Cuba diventa sempre di più un paese non solo di grandi talenti artistici e intellettuali, bensì di pedagogisti, scienziati e di centinaia di migliaia di cittadini in grado di creare ricchezze con le loro coltivate intelligenze. Una prova di quanto si può fare malgrado il sottosviluppo ereditato e il più prolungato blocco economico e finanziario che abbia mai sofferto alcun popolo.
“Il merito della Rivoluzione Cubana può essere misurata nel fatto che un paese così piccolo abbia potuto resistere per così tanto tempo alla politica ostile ed alle misure criminali scatenate contro il nostro popolo dall'impero più potente della storia dell'umanità, che, abituato a maneggiare a suo piacimento i paesi dell'emisfero, sottovalutò una nazione piccola, dipendente e povera a poche miglia dalle sue coste. Questo non sarebbe mai stato possibile senza la dignità e l'etica che caratterizzarono da sempre l'attività politica di Cuba, assediata da ripugnanti bugie e calunnie.
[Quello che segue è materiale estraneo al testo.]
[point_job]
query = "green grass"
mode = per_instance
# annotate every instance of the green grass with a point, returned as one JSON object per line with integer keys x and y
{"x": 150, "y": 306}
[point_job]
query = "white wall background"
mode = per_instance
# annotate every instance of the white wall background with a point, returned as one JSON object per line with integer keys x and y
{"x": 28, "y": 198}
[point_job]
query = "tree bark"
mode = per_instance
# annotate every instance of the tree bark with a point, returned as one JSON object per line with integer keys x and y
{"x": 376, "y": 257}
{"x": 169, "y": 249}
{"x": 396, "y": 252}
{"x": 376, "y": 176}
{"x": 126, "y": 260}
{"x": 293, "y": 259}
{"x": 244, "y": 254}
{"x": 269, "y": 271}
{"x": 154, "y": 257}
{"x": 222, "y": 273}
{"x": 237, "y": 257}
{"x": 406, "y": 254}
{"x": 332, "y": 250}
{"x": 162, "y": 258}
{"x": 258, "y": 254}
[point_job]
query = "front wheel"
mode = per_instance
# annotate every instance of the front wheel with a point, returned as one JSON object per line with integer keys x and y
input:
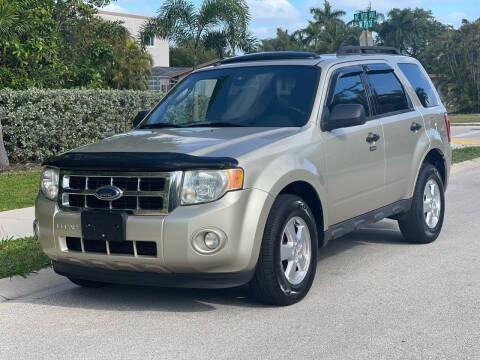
{"x": 423, "y": 223}
{"x": 288, "y": 256}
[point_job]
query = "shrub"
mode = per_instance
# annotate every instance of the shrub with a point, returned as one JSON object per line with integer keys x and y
{"x": 40, "y": 123}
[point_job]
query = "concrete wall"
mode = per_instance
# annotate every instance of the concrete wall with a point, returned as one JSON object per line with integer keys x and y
{"x": 133, "y": 23}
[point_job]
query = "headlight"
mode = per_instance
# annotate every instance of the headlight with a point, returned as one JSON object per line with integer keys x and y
{"x": 201, "y": 186}
{"x": 49, "y": 183}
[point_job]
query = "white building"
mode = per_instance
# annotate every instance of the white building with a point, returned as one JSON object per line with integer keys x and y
{"x": 158, "y": 48}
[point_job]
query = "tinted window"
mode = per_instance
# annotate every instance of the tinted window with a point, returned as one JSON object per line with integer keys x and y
{"x": 274, "y": 96}
{"x": 420, "y": 83}
{"x": 349, "y": 90}
{"x": 388, "y": 92}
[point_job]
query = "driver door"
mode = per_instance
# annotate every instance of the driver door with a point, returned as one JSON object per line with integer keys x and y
{"x": 355, "y": 165}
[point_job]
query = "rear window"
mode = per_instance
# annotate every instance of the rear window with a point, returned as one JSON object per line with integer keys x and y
{"x": 420, "y": 83}
{"x": 388, "y": 92}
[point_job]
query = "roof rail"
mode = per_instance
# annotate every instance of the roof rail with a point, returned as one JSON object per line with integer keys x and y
{"x": 274, "y": 55}
{"x": 348, "y": 50}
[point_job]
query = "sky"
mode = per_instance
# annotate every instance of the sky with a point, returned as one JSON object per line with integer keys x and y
{"x": 268, "y": 15}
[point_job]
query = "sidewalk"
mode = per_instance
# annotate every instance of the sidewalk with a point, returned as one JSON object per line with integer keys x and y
{"x": 17, "y": 223}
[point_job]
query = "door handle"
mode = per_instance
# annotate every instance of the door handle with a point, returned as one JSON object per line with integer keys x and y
{"x": 415, "y": 127}
{"x": 371, "y": 138}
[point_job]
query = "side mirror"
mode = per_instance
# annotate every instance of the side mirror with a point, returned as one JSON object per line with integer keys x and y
{"x": 345, "y": 115}
{"x": 140, "y": 116}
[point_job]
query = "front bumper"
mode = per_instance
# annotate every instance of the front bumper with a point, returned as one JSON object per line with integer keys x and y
{"x": 241, "y": 215}
{"x": 196, "y": 280}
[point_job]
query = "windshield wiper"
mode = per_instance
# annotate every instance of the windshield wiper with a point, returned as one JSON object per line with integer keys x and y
{"x": 160, "y": 125}
{"x": 213, "y": 124}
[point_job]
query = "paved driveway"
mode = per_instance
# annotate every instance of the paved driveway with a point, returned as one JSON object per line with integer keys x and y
{"x": 465, "y": 136}
{"x": 374, "y": 297}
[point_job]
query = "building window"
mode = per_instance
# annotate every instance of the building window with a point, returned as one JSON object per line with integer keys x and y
{"x": 150, "y": 41}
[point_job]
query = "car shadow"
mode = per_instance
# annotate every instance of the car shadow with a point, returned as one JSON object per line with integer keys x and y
{"x": 136, "y": 298}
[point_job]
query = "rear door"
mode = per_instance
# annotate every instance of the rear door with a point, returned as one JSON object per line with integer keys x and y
{"x": 402, "y": 127}
{"x": 355, "y": 167}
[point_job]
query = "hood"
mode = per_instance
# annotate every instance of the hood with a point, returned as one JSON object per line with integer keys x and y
{"x": 222, "y": 142}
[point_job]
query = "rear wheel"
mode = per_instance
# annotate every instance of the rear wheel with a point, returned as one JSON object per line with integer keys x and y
{"x": 288, "y": 257}
{"x": 88, "y": 283}
{"x": 424, "y": 221}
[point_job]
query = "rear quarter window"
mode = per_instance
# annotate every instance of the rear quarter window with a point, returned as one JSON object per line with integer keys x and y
{"x": 388, "y": 93}
{"x": 420, "y": 84}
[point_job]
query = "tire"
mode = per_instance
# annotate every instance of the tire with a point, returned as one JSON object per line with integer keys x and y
{"x": 88, "y": 283}
{"x": 270, "y": 283}
{"x": 415, "y": 225}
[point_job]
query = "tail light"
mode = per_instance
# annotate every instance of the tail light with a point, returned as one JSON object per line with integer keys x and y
{"x": 447, "y": 125}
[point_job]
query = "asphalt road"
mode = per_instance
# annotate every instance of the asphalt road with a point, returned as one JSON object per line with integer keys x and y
{"x": 465, "y": 136}
{"x": 374, "y": 297}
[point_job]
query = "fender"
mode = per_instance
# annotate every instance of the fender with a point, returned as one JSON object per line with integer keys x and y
{"x": 280, "y": 171}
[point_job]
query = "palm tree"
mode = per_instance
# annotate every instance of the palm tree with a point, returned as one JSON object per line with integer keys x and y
{"x": 397, "y": 30}
{"x": 179, "y": 21}
{"x": 12, "y": 26}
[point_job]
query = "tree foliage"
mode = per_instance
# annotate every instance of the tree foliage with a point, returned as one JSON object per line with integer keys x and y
{"x": 62, "y": 44}
{"x": 182, "y": 56}
{"x": 224, "y": 21}
{"x": 324, "y": 34}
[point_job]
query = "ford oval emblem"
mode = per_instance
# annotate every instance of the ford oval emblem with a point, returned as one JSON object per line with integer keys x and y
{"x": 108, "y": 193}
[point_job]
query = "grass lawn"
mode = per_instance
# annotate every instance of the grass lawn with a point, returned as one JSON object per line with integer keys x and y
{"x": 464, "y": 118}
{"x": 464, "y": 154}
{"x": 21, "y": 257}
{"x": 18, "y": 189}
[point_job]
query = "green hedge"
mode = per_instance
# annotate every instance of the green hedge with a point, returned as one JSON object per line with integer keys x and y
{"x": 40, "y": 123}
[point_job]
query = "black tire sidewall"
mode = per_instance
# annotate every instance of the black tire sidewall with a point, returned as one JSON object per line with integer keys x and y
{"x": 429, "y": 172}
{"x": 293, "y": 206}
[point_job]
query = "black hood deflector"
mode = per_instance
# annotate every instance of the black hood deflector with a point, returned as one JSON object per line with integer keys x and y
{"x": 138, "y": 161}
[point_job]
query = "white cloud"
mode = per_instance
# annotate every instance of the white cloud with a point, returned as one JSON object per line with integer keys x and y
{"x": 268, "y": 10}
{"x": 268, "y": 15}
{"x": 115, "y": 8}
{"x": 454, "y": 18}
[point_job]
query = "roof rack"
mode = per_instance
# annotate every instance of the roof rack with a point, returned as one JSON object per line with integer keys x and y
{"x": 368, "y": 50}
{"x": 274, "y": 55}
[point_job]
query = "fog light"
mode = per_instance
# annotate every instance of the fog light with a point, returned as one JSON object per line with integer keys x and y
{"x": 36, "y": 231}
{"x": 211, "y": 240}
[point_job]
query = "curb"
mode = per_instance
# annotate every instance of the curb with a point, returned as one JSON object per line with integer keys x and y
{"x": 465, "y": 165}
{"x": 34, "y": 286}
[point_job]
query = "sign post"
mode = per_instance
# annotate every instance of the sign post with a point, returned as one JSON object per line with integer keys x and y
{"x": 365, "y": 20}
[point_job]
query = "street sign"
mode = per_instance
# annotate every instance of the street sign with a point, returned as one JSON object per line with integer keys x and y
{"x": 365, "y": 19}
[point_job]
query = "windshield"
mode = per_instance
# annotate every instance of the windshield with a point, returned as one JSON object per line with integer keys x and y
{"x": 273, "y": 96}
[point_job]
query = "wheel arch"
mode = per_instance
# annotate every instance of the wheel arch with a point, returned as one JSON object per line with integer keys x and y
{"x": 436, "y": 158}
{"x": 307, "y": 192}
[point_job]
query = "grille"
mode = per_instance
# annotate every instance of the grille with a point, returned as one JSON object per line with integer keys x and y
{"x": 132, "y": 248}
{"x": 146, "y": 193}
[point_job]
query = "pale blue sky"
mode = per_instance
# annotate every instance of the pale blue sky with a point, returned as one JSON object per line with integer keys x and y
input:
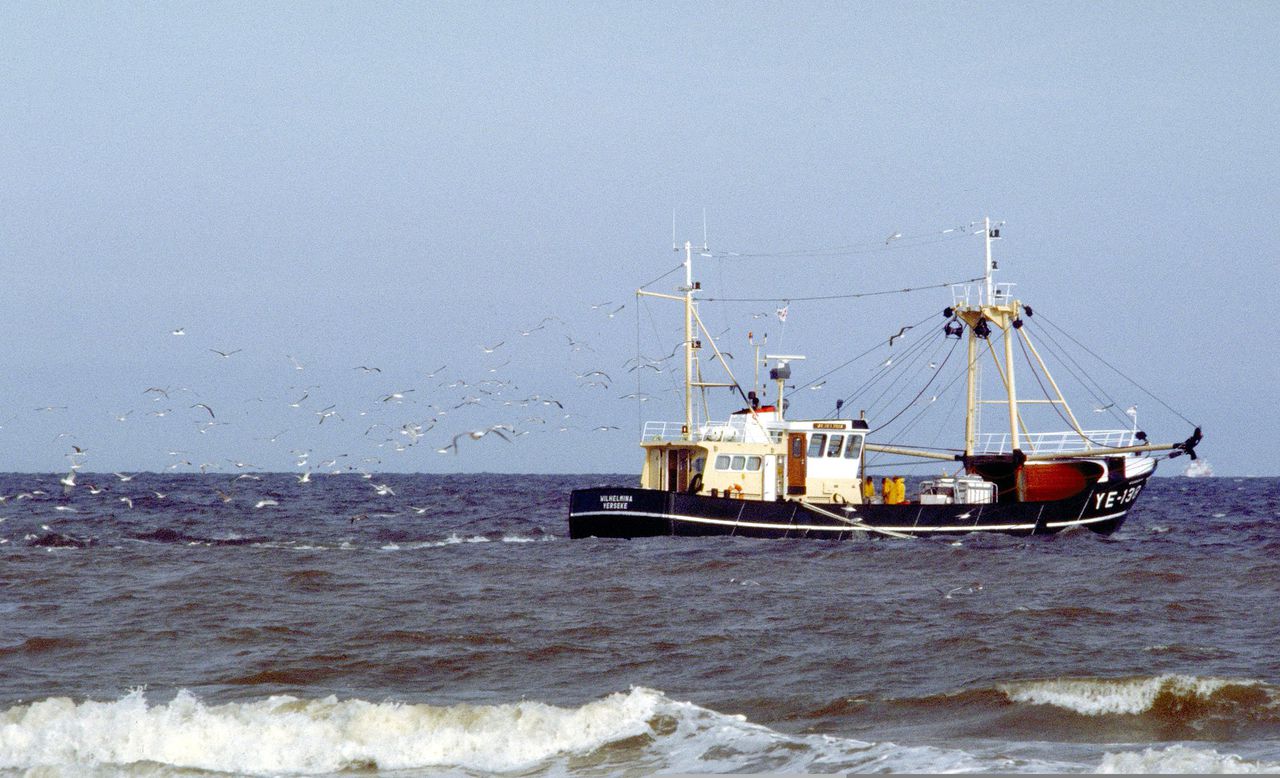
{"x": 396, "y": 184}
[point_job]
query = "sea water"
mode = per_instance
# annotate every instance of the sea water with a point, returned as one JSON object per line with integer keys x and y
{"x": 451, "y": 627}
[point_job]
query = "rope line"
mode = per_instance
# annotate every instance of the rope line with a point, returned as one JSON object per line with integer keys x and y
{"x": 1118, "y": 371}
{"x": 854, "y": 296}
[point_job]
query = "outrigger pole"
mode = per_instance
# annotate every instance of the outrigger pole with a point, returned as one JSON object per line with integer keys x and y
{"x": 693, "y": 344}
{"x": 996, "y": 307}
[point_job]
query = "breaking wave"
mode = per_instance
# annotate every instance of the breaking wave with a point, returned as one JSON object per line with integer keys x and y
{"x": 1173, "y": 695}
{"x": 640, "y": 730}
{"x": 1182, "y": 759}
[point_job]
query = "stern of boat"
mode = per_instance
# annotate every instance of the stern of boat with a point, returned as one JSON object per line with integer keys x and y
{"x": 618, "y": 512}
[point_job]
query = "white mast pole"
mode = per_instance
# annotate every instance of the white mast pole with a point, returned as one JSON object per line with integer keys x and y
{"x": 986, "y": 233}
{"x": 689, "y": 339}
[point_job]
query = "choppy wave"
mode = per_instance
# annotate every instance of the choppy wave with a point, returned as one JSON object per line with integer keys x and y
{"x": 1175, "y": 695}
{"x": 1182, "y": 759}
{"x": 636, "y": 730}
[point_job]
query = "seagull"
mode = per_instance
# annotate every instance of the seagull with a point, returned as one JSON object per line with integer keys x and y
{"x": 474, "y": 435}
{"x": 970, "y": 589}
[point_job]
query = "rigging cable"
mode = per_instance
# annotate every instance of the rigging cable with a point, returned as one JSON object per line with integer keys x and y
{"x": 920, "y": 393}
{"x": 663, "y": 275}
{"x": 1045, "y": 390}
{"x": 892, "y": 242}
{"x": 1147, "y": 392}
{"x": 1083, "y": 378}
{"x": 853, "y": 296}
{"x": 858, "y": 357}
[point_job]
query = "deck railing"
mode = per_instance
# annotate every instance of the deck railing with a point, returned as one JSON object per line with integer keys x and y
{"x": 737, "y": 428}
{"x": 1054, "y": 443}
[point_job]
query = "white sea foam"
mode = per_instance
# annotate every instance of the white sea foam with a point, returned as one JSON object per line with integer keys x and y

Sebbene è vero che molti riconoscono al nostro paese dei progressi nella sanità, nell'istruzione, nello sport, come se fossero gli unici obiettivi o gli obiettivi finali delle nostre lotte o delle nostre vite, bisogna dire: Noi cerchiamo qualcosa in più, qualcosa di più nobile, cerchiamo la giustizia per tutti.
"Non abbiamo mai strappato le intelligenze agli altri popoli. In cambio a Cuba si sono formati gratuitamente decine di migliaia di medici ed altri professionisti di alto livello, per renderli ai propri paesi".
"Cuba, impegnata dal trionfo della Rivoluzione nella creazione di medici, maestri ed altri professionisti, possiede oggi, con meno di 12 milioni d’abitanti, un numero di specialisti in Medicina Generale Integrale superiore a quello dei medici dell’intera Africa sub-sahariana, dove sono presenti oltre 700 milioni d’abitanti."